The tech industry responded firmly to the recession expectations. Many North American companies like Netflix and Shopify fired significant numbers of staff quickly. Their investors demand a path to profitability.
Is the tech party over like in 2001 after the dotcom crash? Or is a more serious stagflation scenario – high inflation coupled with a stagnating economy – reviving our memories of the crippling 70s? The 70s in which high oil prices led to high inflation, high-interest rates, high unemployment, and subsequently something like a “lost decade” or a “lost generation.” One difference is that the central banks are very much aware of their responsibility to quell high inflation. Another major difference is that unemployment in the US, the Netherlands, and a number of other key Western markets is historically low. This makes it easier to make unpopular political decisions that improve the prospects of a fast recovery.

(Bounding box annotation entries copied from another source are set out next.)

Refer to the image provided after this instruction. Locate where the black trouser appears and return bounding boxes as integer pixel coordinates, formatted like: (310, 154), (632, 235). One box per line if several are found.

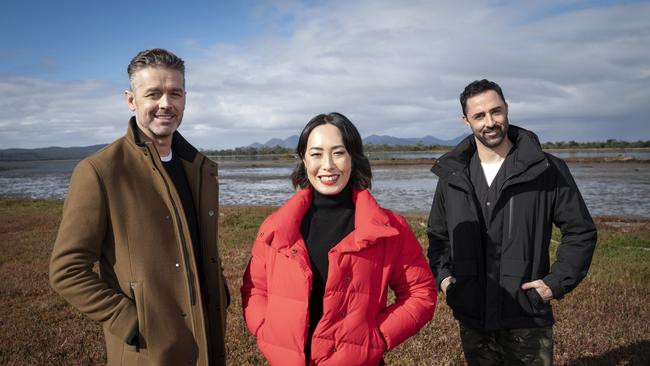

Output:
(459, 323), (553, 366)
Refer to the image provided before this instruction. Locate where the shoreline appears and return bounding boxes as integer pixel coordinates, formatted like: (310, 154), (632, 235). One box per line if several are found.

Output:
(212, 156), (650, 168)
(0, 195), (650, 222)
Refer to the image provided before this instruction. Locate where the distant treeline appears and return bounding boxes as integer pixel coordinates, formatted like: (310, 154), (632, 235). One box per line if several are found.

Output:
(202, 139), (650, 156)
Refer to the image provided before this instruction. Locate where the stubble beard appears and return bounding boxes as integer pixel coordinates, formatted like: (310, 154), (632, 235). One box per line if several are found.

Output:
(474, 120), (508, 149)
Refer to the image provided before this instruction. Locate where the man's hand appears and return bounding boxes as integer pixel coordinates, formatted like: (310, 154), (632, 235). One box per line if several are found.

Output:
(440, 276), (456, 296)
(521, 280), (553, 302)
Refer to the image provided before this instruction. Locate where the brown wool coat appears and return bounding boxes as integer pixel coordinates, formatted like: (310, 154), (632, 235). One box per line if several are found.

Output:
(50, 118), (228, 365)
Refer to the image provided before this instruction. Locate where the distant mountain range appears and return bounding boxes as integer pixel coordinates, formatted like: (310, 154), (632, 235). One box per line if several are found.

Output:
(0, 144), (106, 160)
(247, 135), (466, 149)
(0, 135), (465, 161)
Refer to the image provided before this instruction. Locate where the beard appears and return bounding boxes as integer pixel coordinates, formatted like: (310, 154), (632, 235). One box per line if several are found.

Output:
(474, 120), (508, 149)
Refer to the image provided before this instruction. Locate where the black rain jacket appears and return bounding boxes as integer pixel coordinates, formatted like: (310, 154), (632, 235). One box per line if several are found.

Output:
(427, 125), (596, 330)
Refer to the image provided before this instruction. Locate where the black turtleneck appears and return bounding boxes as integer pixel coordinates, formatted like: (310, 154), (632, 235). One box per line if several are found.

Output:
(300, 184), (354, 354)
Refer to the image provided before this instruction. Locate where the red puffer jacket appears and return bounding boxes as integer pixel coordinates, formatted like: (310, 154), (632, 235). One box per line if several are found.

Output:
(241, 189), (436, 366)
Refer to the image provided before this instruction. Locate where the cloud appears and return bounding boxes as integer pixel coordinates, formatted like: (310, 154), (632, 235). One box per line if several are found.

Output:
(0, 1), (650, 148)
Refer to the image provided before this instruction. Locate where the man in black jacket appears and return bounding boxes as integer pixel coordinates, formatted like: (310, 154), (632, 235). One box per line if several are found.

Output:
(427, 79), (596, 365)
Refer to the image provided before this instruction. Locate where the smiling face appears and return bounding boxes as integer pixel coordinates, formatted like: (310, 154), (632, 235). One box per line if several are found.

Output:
(463, 90), (508, 149)
(126, 67), (185, 141)
(303, 123), (352, 195)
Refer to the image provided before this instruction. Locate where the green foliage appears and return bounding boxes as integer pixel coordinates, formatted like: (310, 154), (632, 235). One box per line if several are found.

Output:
(0, 198), (650, 365)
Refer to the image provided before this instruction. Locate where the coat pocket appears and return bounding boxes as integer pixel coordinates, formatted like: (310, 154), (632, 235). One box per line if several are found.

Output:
(446, 260), (483, 319)
(129, 281), (147, 351)
(501, 259), (550, 318)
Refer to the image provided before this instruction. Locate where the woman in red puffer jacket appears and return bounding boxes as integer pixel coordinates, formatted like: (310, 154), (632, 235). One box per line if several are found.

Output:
(241, 113), (436, 366)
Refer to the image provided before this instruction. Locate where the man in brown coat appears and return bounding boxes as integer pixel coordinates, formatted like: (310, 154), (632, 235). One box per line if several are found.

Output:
(50, 49), (229, 365)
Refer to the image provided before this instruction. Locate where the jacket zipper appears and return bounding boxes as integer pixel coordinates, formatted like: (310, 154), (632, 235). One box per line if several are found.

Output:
(147, 147), (196, 305)
(508, 196), (515, 240)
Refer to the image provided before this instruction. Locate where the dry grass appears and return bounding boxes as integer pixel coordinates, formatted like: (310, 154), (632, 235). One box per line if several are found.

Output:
(0, 199), (650, 365)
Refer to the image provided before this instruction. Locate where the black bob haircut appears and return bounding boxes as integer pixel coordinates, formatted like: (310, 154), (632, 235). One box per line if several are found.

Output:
(291, 112), (372, 189)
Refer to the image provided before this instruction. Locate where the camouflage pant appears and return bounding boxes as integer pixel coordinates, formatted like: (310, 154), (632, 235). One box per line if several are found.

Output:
(460, 323), (553, 366)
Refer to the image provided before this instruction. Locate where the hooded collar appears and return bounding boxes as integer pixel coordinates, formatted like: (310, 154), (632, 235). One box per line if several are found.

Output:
(263, 187), (399, 252)
(431, 125), (545, 178)
(126, 116), (198, 161)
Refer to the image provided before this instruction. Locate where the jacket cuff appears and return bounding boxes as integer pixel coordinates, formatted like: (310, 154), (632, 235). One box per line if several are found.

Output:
(126, 324), (140, 346)
(542, 273), (565, 300)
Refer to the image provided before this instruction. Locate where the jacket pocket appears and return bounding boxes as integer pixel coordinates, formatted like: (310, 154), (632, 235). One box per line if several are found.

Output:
(129, 281), (147, 351)
(446, 260), (483, 319)
(501, 259), (550, 318)
(526, 288), (551, 315)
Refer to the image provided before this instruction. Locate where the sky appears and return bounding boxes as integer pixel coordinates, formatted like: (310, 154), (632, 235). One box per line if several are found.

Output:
(0, 0), (650, 149)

Historical low consumer confidence polls make it likely that the e-commerce industry is also hurt. Even despite the long trend from offline to online retail. As e-commerce stocks were receding strongly already in 2021, the call for black figures might resound louder and louder. This leads to healthy rationalization and consolidation, which leads to investing in efficiency rather than growth. Efficient solutions for product data, payment, ordering, and delivery will win. Letting go of staff eases the tensions in labor markets. Labor that is more productive elsewhere.